Key Medical described differences and relationships between these two programs and explained how its own business coordinated with these programs prior to implementation of competitive bidding. First, Medicare would reimburse providers for low-profile tubes at a scheduled rate of approximately $40 per tube and would allow replacement of a patient's tube once every 3 months. Medicaid, on the other hand would reimburse providers at a rate from $140–$530 per tube (depending on the particular tube) and allow replacements up to twice per month. For dually eligible patients, Key Medical would provide a first tube, billed to Medicare for approximately $40 (at a substantial loss—Key Medical alleges the wholesale acquisition cost of such tubes ranges from $100 to $330). Key Medical would then sell additional tubes, Medicare would deny payment, and Medicaid, as the payor of last resort, would reimburse Key Medical at the higher and profitable price of $140–$530. Under this dual system, which Key Medical described as “far from perfect” and “convoluted,” the Medicare-provided tubes were essentially loss leaders that Key Medical sold to be eligible to provide tubes later, at a profit, through the state Medicaid system.

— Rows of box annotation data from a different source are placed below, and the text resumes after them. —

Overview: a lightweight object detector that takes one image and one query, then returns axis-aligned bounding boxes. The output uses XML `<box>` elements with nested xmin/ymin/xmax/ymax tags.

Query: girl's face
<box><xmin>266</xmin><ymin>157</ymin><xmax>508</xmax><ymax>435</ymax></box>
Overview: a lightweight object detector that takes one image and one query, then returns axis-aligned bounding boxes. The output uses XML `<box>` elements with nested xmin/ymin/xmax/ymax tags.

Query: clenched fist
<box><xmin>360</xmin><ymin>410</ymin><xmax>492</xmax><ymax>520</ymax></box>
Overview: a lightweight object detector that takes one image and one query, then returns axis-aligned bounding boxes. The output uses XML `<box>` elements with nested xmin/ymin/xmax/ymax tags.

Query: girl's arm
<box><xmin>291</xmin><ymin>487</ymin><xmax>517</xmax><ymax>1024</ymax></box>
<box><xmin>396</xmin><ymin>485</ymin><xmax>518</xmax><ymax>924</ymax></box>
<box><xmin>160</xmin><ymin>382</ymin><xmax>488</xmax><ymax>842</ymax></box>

Key Medical's primary grievance in this matter and the primary source of Key Medical's asserted financial harm stems from its de facto exclusion from Minnesota's Medicaid system. To understand this potential consequence of the Medicare competitive bidding system, we now turn to the competitive bidding system and its implementation process.
Key Medical explains that the Medicare competitive bidding process required entities to submit information demonstrating their financial health, explaining the quantity of product they could provide, and identifying a bid price at which the entity could provide products. See 42 C.F.R. § 414.414(b). The Agency would then determine the quantity of product it anticipated would be needed in a geographic bidding area and set a single reimbursement price for all providers in that area. Id. (e)(1)-(2), (5). The single reimbursement price was based on the bid price at which the necessary quantity could be provided by the several providers whose bids were at or below that bid price. Id. (e)(5). Only providers who submitted bids were eligible to receive contracts, and providers could only receive a contract for a category of goods if they submitted bids for the items in that category. 42 U.S.C. § 1395w–3(b)(6)(A).
Key Medical's arguments in this case focus on the fact that the Agency did not allow providers free reign in constructing their own bids. Rather, in implementing the competitive bidding system, the Agency borrowed the pre-existing government-schedule prices as maximum bids that it would accept from bidders. In addition, the Agency required that parties' bids be sufficient to cover the providers' acquisition (wholesale) cost for the item plus some amounts for overhead and a reasonable profit. The parties refer to these requirements as the requirement that bids be “bona fide bids.” The statute does not employ the term “bona fide bids.” Agency regulations employ the term with reference to the requirements of applicable requests for bids. See 42 C.F.R. § 414.414(b)(4).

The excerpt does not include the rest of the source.